Basta ver o que se está acontecendo com a chantagem que é feita com as vacinas. Temos uma política de vacinas que é totalmente imperialista, o que levou António Guterres a dizer que as vacinas deveriam ser um bem público mundial. Há países que estão guardando vacinas, o que é totalmente irracional.

Se o mundo todo não for vacinado, não interessa nada que o Norte esteja completamente vacinado, porque os executivos do Norte vão a Maputo, ou para outro lugar qualquer do Sul, e podem pegar uma nova variante do vírus para o qual não há ainda vacina. Há Norte e Sul, como há esquerda e direita. Mas temos que os redefinir, tanto epistemologicamente como do ponto de vista sociológico. Não é de maneira nenhuma um determinismo geográfico, senão não entenderíamos a Rússia, a China e a Coreia do Sul, nem a miséria que existe nos Estados Unidos.
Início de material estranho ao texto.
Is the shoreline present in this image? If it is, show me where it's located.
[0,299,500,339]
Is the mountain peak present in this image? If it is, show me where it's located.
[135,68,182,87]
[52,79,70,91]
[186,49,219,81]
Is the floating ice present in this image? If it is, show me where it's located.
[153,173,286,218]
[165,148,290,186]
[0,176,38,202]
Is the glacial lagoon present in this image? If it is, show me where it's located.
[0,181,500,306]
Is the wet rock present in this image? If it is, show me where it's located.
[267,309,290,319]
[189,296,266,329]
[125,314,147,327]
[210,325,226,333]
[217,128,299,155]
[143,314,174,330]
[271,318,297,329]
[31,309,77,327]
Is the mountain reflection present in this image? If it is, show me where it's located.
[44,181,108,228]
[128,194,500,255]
Depois da pandemia pode haver uma mudança positiva de sociedade, ou é possível um cenário em que as sociedades se tornem mais autoritárias e piores?
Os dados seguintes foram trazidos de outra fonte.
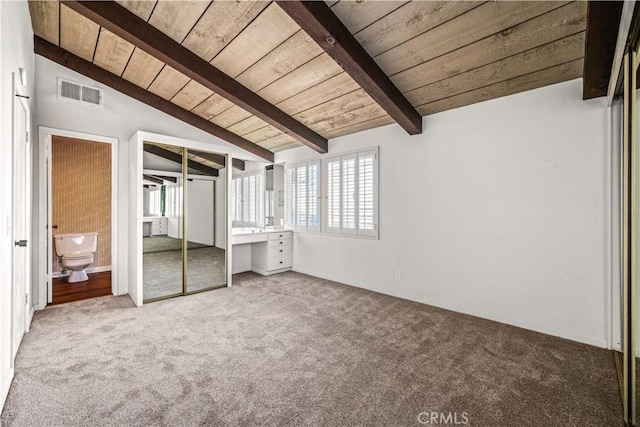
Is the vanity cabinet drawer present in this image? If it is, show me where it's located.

Sou um sociólogo crítico e luto por uma sociedade melhor. Sou objetivo, mas não neutro. No meu livro, apresento três cenários. O negacionismo, o não fazer nada. Se isso acontecer, virá esta situação que torna os estados mais repressivos e as democracias podem não subsistir. Esta é a possibilidade mais provável neste momento.
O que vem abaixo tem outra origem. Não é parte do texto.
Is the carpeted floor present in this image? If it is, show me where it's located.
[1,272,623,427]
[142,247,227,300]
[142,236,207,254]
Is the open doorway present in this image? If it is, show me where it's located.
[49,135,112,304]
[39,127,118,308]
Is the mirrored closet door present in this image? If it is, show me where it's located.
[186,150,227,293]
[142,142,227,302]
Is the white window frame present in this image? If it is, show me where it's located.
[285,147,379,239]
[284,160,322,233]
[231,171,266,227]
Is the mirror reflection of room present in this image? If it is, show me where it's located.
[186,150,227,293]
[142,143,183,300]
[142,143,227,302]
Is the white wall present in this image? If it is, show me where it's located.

Depois, há aquela solução que eu chamo de leopardo, alguma coisa muda para que tudo fique na mesma. É o que vemos com Biden e a União Europeia, que dizem que vão fortalecer os sistemas de saúde, vão voltar ao acordo ambiental de Paris, querem fazer a transição energética e digital. Pretendem fazer alguma coisa, mas muito timidamente. A Europa nem sequer conseguiu negociar as vacinas com as multinacionais farmacêuticas. Este é o paradigma do capitalismo mais inteligente.

Se ler os editoriais do Financial Times, desde abril do ano passado, lê que é preciso haver um novo “contrato social” entre outras coisas, mas é evidente que não lhes passa pela cabeça alterar o capitalismo financeiro, nem sequer perdoar as dívidas contraídas pelos países mais pobres durante a pandemia. No meu entender, essa via não vai resolver o essencial.

O terceiro cenário é a minha utopia, é o que penso que deveríamos fazer. No último capítulo, falo de como é possível fazer a transição. Se vamos viver numa pandemia intermitente, temos de mudar muita coisa em termos do paradigma social em que vivemos.